Certo, è curioso che si ripremino i premiati del passato, questa volta per film belli ma non così importanti; Haneke aveva vinto la Palma d’oro nel 2009 con Il nastro bianco, Garrone il Gran Premio nel 2008 con Gomorra; Ken Loach e Cristian Mungiu hanno già  vinto la Palma d’Oro, il primo nel 2006 e il secondo nel 2007. È come se il cinema si fosse fermato, facesse fatica a trovare, o non osasse, nuovi talenti; anche se poi sia Garrone che Mungiu sono poco più che quarantenni e già  così premiati. I francesi erano certi che almeno uno dei loro tre film in concorso avrebbero meritato la Palma d’oro, invece niente, neppure un premio di consolazione, e niente hanno vinto gli americani. Pareva che non ci fosse neppure da discutere sul premio di interpretazione a Jean-Louis Trintignant e Emmanuelle Riva, gli attori ottantenni che Haneke ha voluto perché commuovessero il mondo ricordando il valore dei legami d’amore, pietà  e condivisione di una lunga vita, quando la malattia pone entrambi davanti alla sofferenza e al bisogno di fine. Ma premiare questi due celebri attori, che hanno fatto grande nel passato il cinema francese e quello italiano, deve essere apparso scontato, e consolatorio, inutile rispetto a una carriera luminosa come la loro. Amour, ha detto Nanni Moretti, vive soprattutto della loro interpretazione e dei loro volti, quindi la Palma d’oro ad Haneke è anche loro. È giusto comunque aver segnalato quegli attori non conosciuti, molto giovani come le ragazze rumene, o giovani, come l’attore danese, pensando che il cinema non ha solo un passato di grandi maestri (in questo Festival anche troppi) e di grandi interpreti, ma anche un futuro da costruire. 
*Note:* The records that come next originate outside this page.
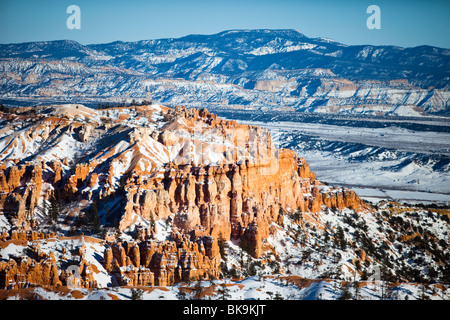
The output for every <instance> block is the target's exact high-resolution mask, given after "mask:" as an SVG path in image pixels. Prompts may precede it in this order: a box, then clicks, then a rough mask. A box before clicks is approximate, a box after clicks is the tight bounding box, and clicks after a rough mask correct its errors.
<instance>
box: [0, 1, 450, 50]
mask: <svg viewBox="0 0 450 320" xmlns="http://www.w3.org/2000/svg"><path fill="white" fill-rule="evenodd" d="M72 4H75V5H78V6H79V7H80V9H81V29H80V30H69V29H68V28H67V26H66V20H67V18H68V17H69V14H67V13H66V9H67V7H68V6H69V5H72ZM371 4H375V5H378V6H379V7H380V9H381V29H380V30H369V29H368V28H367V27H366V20H367V18H368V17H369V14H367V13H366V9H367V7H368V6H369V5H371ZM263 28H267V29H296V30H298V31H300V32H302V33H304V34H305V35H306V36H309V37H326V38H331V39H334V40H336V41H339V42H342V43H345V44H376V45H381V44H387V45H398V46H403V47H413V46H418V45H424V44H425V45H433V46H438V47H445V48H450V36H449V31H450V1H448V0H429V1H418V0H370V1H366V0H341V1H339V0H334V1H332V0H316V1H302V0H277V1H275V0H271V1H268V0H258V1H256V0H228V1H223V0H222V1H216V0H166V1H152V0H148V1H144V0H129V1H117V0H89V1H88V0H39V1H24V0H0V43H14V42H27V41H44V40H45V41H47V40H60V39H71V40H75V41H78V42H80V43H82V44H90V43H107V42H112V41H116V40H122V41H137V40H147V39H158V38H176V37H181V36H184V35H188V34H213V33H218V32H220V31H224V30H230V29H263Z"/></svg>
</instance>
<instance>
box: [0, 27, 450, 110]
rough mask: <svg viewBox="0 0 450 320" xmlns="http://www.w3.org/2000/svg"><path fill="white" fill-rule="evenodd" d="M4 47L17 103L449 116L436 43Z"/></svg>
mask: <svg viewBox="0 0 450 320" xmlns="http://www.w3.org/2000/svg"><path fill="white" fill-rule="evenodd" d="M0 48H1V50H0V70H1V71H2V79H1V82H0V94H1V98H2V101H3V102H4V103H7V104H8V103H9V104H14V103H16V104H17V103H19V104H26V103H28V104H30V103H39V102H56V101H72V102H78V103H97V102H98V101H101V100H104V101H108V100H109V101H121V100H123V99H128V98H129V99H131V98H135V99H148V98H152V99H153V100H154V101H159V102H160V103H162V104H165V105H172V106H176V105H181V104H184V105H186V106H192V107H200V106H202V107H208V106H215V107H227V108H249V107H250V108H258V109H260V108H269V109H274V108H279V109H283V108H284V109H289V110H299V111H307V112H322V113H323V112H325V113H357V114H361V113H362V114H393V115H400V116H403V115H409V116H411V115H413V116H415V115H423V114H436V113H439V114H447V113H448V109H449V105H450V102H449V101H450V95H449V91H448V90H449V79H450V69H449V61H450V54H449V52H450V51H449V50H448V49H443V48H435V47H429V46H420V47H414V48H401V47H395V46H369V45H360V46H349V45H345V44H341V43H338V42H334V41H329V40H326V39H323V38H309V37H307V36H305V35H303V34H302V33H300V32H298V31H296V30H264V29H263V30H230V31H224V32H221V33H218V34H213V35H189V36H185V37H181V38H177V39H173V38H170V39H158V40H145V41H137V42H120V41H117V42H112V43H108V44H92V45H81V44H79V43H77V42H75V41H68V40H67V41H49V42H33V43H21V44H3V45H0ZM30 99H31V100H32V101H30Z"/></svg>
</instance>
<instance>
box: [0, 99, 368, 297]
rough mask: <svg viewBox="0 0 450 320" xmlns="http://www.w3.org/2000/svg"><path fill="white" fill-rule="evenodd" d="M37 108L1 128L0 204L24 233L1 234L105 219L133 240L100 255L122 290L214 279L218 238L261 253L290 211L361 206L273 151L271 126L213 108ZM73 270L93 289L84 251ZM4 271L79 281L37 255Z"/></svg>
mask: <svg viewBox="0 0 450 320" xmlns="http://www.w3.org/2000/svg"><path fill="white" fill-rule="evenodd" d="M40 108H41V109H42V110H41V109H40ZM37 110H38V111H39V110H40V111H42V112H38V113H37V114H38V115H36V116H35V117H34V118H33V116H32V115H30V116H28V117H23V116H22V115H21V113H20V110H19V111H16V113H15V114H14V113H12V114H8V115H6V114H3V115H2V117H3V120H4V122H5V123H6V126H9V127H10V129H5V130H4V131H2V132H9V130H13V133H12V134H5V133H4V134H3V135H2V136H0V144H1V146H2V147H3V148H2V150H3V151H2V154H1V155H0V156H1V158H0V160H1V161H2V162H1V163H0V188H1V192H0V209H1V210H2V212H3V213H4V215H5V216H6V217H7V219H8V221H9V223H10V224H11V225H12V226H15V227H16V228H18V230H20V231H14V232H11V234H10V235H9V236H3V238H2V239H3V240H4V241H14V240H20V239H21V240H22V241H34V240H36V239H38V238H39V236H38V233H36V230H37V229H42V228H43V227H44V226H46V228H47V229H48V228H51V227H52V226H53V228H54V227H55V226H56V225H57V224H58V223H61V221H63V224H64V225H65V226H66V228H74V229H75V230H76V229H79V230H80V231H85V232H88V231H89V230H92V228H94V227H93V226H94V225H95V223H96V222H95V221H96V220H95V219H93V217H94V218H95V216H98V218H97V221H98V224H100V225H104V226H110V227H111V226H112V227H116V228H117V230H119V231H123V232H127V233H130V234H134V235H135V237H136V239H137V241H136V242H134V243H133V242H129V241H125V242H111V243H109V244H108V245H107V246H106V248H105V250H104V252H103V260H104V261H103V265H104V268H105V269H106V270H107V272H109V273H111V274H113V275H114V276H115V278H116V279H117V281H118V282H119V284H121V285H168V284H172V283H174V282H178V281H186V280H189V279H195V278H202V279H205V278H217V277H218V276H219V275H220V259H221V257H220V254H219V250H218V245H217V240H218V238H219V236H221V237H223V238H224V239H225V240H238V241H240V243H241V245H242V246H245V247H246V248H247V249H248V251H249V253H251V254H252V255H253V256H254V257H256V258H258V257H260V256H261V255H262V254H263V243H264V241H265V239H267V238H268V236H269V234H270V233H271V228H270V226H271V224H272V223H280V221H282V220H283V215H284V214H290V213H292V212H294V211H296V210H299V211H301V212H313V213H316V212H319V211H321V209H322V206H326V207H329V208H338V209H342V208H351V209H354V210H362V209H364V208H365V205H364V204H363V203H362V201H361V200H360V199H359V197H358V196H357V195H356V194H355V193H354V192H353V191H350V190H341V189H333V188H330V187H327V186H324V185H322V184H321V183H320V182H319V181H318V180H317V179H316V176H315V174H314V173H312V172H311V171H310V170H309V166H308V163H307V161H306V160H305V159H304V158H301V157H299V156H298V155H297V154H295V153H294V152H293V151H291V150H286V149H281V150H278V149H276V148H275V146H274V145H273V144H272V139H271V136H270V133H269V132H268V131H267V130H265V129H262V128H259V127H254V126H247V125H243V124H239V123H237V122H235V121H227V120H223V119H220V118H218V117H216V116H215V115H213V114H211V113H209V112H208V111H207V110H205V109H201V110H197V109H186V108H184V107H178V108H175V109H169V108H165V107H162V106H139V107H126V108H124V107H122V108H109V109H105V110H92V109H88V108H85V107H83V106H79V105H64V106H51V107H38V108H37ZM43 114H45V115H46V116H43ZM18 124H19V125H18ZM156 222H158V223H159V224H158V226H156ZM162 223H165V224H166V225H167V226H168V227H170V231H166V233H167V234H166V235H163V234H162V231H161V224H162ZM86 228H87V229H86ZM89 228H91V229H89ZM93 230H95V228H94V229H93ZM97 232H98V231H97ZM47 234H48V233H47ZM52 236H55V235H54V234H52ZM47 237H49V236H47ZM76 265H77V266H78V268H79V270H80V274H81V278H80V279H81V286H83V287H87V288H90V287H96V286H97V284H96V283H95V281H94V278H93V276H92V273H93V272H94V271H93V270H92V266H91V264H90V263H89V262H88V261H85V259H84V258H83V255H82V254H80V259H79V261H77V262H76ZM0 272H2V277H3V286H4V287H11V288H22V287H24V286H30V285H68V284H69V285H70V283H69V282H68V281H69V280H71V279H72V277H71V274H70V270H69V271H68V269H67V265H66V264H64V263H62V264H61V262H58V263H57V262H56V261H55V259H54V257H53V258H52V257H51V256H48V257H47V256H40V255H39V254H31V256H29V257H27V258H26V259H17V260H14V259H12V260H11V259H10V260H9V261H4V262H1V264H0Z"/></svg>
Si è molto brontolato tra critici incontentabili sui troppi film non memorabili, ma questa deve essere l’attuale condizione dell’industria del cinema. Si sono innervositi anche i cronisti del tappeto rosso, su cui solo ieri sera si sono viste, malgrado la pioggia, molti personaggi noti, tra cui la bella nuova ministra francese della cultura Aurelie Filippetti. È stata impressionante l’invasione di sontuosi abiti da sera, sempre con strascico infangato solo dopo pochi secondi, e diamanti dappertutto. Comunque si è stabilito che a parte certe donne meravigliose da festival, le donne normali scelgono lo stile sirena, che sta malissimo. Anche nell’abbigliamento, come nei film, questa volta si sono imposti i maschi: lo smoking rende sopportabili anche i meno attraenti.